The project aims to encourage greater participation with public services through use of technology and assist the unemployed in geographically remote areas by improving their ability to access online sites.
Anticipated benefits to older and disabled people include reduced isolation, increased confidence in online facilities such as telecare and telehealth and improved access to government services.
The project will be managed by national charity Citizens Online and funded by BT (as part of the wider Get IT Together programme), Orkney Housing Association Ltd (OHAL), Scottish Government (PCF), Highlands and Islands Enterprise (HIE) and a variety of local partners.
A Project Co-ordinator will be recruited locally and be based at the OHAL's offices.
John Fisher, Chief Executive of Citizens Online, said: “We are really pleased to be working in Orkney and looking forward to the challenges of delivering the project across the region. The success of these initiatives is working in partnership and the team is keen to talk to any organisation, community group or individual that would like to participate or get involved in any way.”
Theresa Swayne, Senior Development Manager for Digital at HIE, said: “The project led by Citizens Online is bringing digital inclusion to remote communities in Orkney and supports individuals to develop internet and technology-based skills.
“HIE is working to ensure that the project covers some of the region’s more fragile areas and the model has established excellent results in other areas. We are continuing to work along with our partners, in particular Broadband Delivery UK and the Scottish Government, to secure superfast broadband provision and help businesses and communities to improve IT knowledge and skills.”
Brendan Dick, director, BT Scotland, said: “BT has been helping people get online for many years and we have made significant investments in training across the Highlands and Islands, supporting local communities and getting people online.
“We recently completed a three-year long project in Caithness and we are working on projects in Skye, Lochaber, Wester Ross and North-west Sutherland which began last year.
“Not being online puts people at a real disadvantage, as they are unable to access the big consumer savings, information and education found on the web and projects such as this one in Orkney are a vital means of giving digitally excluded people the skills, motivation and confidence to get online.”

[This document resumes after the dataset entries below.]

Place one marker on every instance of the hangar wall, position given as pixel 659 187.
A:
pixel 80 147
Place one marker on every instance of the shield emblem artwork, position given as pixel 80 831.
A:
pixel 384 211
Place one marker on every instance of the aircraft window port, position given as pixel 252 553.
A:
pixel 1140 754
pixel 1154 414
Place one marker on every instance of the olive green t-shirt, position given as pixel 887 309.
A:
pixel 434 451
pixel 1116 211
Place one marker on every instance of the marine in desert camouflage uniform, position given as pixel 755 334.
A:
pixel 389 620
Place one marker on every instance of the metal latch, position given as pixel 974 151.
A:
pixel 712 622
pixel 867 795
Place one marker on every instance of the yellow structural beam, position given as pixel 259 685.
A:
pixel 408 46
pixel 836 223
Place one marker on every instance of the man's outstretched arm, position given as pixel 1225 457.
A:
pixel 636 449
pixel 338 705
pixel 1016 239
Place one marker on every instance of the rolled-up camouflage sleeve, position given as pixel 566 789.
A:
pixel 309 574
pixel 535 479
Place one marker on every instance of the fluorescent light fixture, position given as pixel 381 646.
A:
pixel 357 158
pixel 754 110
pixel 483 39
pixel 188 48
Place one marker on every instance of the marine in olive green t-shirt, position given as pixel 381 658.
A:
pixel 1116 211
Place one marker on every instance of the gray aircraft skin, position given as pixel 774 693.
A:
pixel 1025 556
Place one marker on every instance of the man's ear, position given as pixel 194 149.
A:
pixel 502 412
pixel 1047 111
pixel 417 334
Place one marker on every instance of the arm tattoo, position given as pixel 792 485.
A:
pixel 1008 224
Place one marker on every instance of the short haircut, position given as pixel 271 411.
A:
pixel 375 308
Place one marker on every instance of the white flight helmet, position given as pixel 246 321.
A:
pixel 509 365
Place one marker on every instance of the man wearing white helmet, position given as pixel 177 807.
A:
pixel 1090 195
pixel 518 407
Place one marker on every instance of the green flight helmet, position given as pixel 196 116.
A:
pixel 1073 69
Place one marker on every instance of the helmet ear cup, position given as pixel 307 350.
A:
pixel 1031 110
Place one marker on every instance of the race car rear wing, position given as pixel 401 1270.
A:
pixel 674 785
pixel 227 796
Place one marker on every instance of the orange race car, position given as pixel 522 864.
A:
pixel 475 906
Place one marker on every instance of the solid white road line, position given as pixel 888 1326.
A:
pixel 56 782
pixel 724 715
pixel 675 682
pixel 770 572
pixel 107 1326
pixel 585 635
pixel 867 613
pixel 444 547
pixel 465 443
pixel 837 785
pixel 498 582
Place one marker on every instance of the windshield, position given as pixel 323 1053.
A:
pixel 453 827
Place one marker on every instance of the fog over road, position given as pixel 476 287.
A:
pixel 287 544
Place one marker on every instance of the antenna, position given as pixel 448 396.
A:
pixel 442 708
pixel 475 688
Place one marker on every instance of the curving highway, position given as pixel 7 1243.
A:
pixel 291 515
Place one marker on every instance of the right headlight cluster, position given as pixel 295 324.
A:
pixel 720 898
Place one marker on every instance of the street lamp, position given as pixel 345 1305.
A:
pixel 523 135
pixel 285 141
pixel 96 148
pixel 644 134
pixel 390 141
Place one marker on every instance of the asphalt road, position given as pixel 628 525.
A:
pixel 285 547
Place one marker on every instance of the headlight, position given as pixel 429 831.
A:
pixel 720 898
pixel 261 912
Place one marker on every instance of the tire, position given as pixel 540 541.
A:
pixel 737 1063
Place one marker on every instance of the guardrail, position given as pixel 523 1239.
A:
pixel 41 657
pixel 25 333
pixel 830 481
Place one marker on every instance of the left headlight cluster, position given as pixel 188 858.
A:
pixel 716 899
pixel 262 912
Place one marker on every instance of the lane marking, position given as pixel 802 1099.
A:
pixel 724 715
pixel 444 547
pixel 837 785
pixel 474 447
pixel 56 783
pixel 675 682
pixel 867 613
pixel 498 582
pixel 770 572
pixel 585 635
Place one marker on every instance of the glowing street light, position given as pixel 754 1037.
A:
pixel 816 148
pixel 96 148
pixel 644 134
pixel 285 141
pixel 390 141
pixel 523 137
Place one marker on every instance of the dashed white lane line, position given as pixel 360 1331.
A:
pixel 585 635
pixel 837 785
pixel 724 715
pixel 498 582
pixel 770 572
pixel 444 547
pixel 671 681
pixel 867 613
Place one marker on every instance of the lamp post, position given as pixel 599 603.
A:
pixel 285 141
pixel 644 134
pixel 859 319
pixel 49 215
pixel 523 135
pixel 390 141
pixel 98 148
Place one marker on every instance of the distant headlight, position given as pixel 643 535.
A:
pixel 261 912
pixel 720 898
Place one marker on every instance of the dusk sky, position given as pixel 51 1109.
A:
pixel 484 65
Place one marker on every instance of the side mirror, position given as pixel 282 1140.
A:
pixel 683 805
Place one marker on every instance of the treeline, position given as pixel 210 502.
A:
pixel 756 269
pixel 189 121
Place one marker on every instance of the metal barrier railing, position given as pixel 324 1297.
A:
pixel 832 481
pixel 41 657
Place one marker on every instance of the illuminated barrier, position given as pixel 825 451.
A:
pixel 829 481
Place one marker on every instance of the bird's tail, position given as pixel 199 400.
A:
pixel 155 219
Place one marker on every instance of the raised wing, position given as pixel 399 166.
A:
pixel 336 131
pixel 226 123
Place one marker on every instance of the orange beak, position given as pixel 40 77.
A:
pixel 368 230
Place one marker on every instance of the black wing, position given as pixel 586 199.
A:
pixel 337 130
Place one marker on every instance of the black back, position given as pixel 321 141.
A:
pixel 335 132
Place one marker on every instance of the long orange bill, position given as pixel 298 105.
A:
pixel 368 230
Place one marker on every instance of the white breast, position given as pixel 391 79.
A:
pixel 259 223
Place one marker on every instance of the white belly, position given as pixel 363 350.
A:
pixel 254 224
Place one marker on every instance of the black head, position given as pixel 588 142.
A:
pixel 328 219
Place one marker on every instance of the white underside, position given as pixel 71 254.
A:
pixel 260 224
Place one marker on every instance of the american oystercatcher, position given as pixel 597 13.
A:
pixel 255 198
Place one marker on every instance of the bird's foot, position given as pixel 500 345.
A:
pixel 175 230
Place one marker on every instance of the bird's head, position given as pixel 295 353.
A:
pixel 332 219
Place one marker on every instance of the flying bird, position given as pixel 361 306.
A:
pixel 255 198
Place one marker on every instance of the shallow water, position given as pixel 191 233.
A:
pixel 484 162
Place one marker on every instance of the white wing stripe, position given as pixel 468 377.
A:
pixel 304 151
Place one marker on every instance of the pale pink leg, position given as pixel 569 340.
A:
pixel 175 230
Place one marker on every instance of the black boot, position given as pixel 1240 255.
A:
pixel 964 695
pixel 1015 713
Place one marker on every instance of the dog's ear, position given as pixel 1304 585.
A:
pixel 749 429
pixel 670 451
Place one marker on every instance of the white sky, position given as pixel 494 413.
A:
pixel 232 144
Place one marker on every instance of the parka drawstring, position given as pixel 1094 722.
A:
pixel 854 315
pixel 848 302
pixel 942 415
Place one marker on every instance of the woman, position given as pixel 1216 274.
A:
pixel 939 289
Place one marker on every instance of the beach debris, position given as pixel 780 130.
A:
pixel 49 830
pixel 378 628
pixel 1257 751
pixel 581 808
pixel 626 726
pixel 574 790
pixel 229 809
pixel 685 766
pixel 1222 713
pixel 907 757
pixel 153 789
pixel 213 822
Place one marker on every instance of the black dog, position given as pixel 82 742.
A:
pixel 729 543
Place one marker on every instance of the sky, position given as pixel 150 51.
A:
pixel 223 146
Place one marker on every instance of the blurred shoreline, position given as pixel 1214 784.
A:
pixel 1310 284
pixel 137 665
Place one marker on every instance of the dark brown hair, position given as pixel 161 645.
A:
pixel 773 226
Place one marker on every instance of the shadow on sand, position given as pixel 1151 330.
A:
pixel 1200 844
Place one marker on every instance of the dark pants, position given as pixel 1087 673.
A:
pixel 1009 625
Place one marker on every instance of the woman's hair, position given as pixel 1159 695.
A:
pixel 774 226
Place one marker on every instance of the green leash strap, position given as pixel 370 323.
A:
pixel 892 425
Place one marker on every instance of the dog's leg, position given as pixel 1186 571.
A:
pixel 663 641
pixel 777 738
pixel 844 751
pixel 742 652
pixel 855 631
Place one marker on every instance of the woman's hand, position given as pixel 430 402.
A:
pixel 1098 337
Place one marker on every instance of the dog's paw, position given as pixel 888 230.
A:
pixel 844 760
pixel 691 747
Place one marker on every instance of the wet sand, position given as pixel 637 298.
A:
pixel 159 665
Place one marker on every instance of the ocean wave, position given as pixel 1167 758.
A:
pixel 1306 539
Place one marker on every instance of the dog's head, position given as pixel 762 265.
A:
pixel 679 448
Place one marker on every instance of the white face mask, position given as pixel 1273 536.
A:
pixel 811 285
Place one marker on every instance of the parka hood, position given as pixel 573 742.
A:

Sally Inkster, OHAL Chief Executive said: “I am delighted that with the Scottish Government’s People and Communities Funding, OHAL is able to participate in this project which aims to prevent isolation and improve employability through digital inclusion. IT connectivity is particularly important to those in remote areas and this project will provide an opportunity for anyone in Orkney who has not yet embraced this technology to have the help and support they need to do so.”